# Pump motor problem



## Cotton (Oct 12, 2013)

I posted the other day that I had a pump or pump motor down at the spring that had seized. I went back down hill yesterday to carry that pump out but did a bit more t/shooting first. The pump or motor is not seized. The shaft turns freely. When power is applied the motor “hums” for about 8 seconds then turns itself off. The shaft never turns.

I imagine there is a protection circuit, probably current sensing. Some motors have starter circuits.

The motor is 115v/230v configured to run on 230v. It’s one (1) hp. The name is A.O. Smith, Chinese made (sadly). The pump motor it replaced was american made and last 20 years. This one didn’t last 4 (cheap chinese crap).

If there are any electrical motor experts out there, any input would be appreciated. It’s probably built to replace and not repair, but on the outside chance…

Since I’m sitting around this morning waiting for a snow storm, it’s been 30 years since my motors and generators class in the Navy.


----------



## IlliniWarrior (Nov 30, 2010)

get a washdown duty motor when you buy ....


----------



## Cotton (Oct 12, 2013)

IlliniWarrior said:


> get a washdown duty motor when you buy ....

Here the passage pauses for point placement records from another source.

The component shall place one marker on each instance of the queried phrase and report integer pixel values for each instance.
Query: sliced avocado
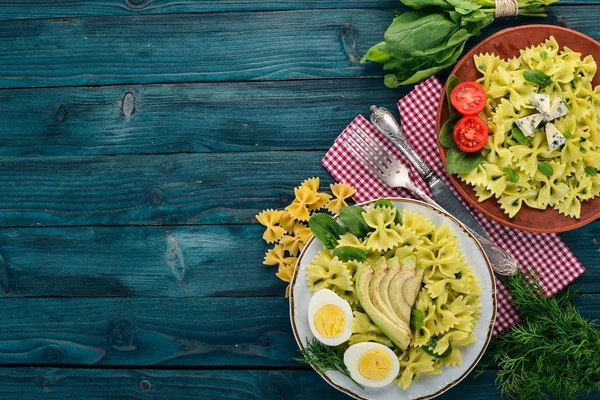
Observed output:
(394, 268)
(399, 304)
(399, 336)
(412, 286)
(374, 293)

Thanks illiniwarrior for the suggestion but a new pump might not be necessary. I talked to the pump man in town. He knows the motor, he sold it to us (my dad choose the cheap motor). He said there is a starting capacitor in that motor as well as a pressure sensing switch. He has both in stock for around $15, another $10 for labor. Depending on whether the snow storm starts&#8230; I might take the pump down there this afternoon.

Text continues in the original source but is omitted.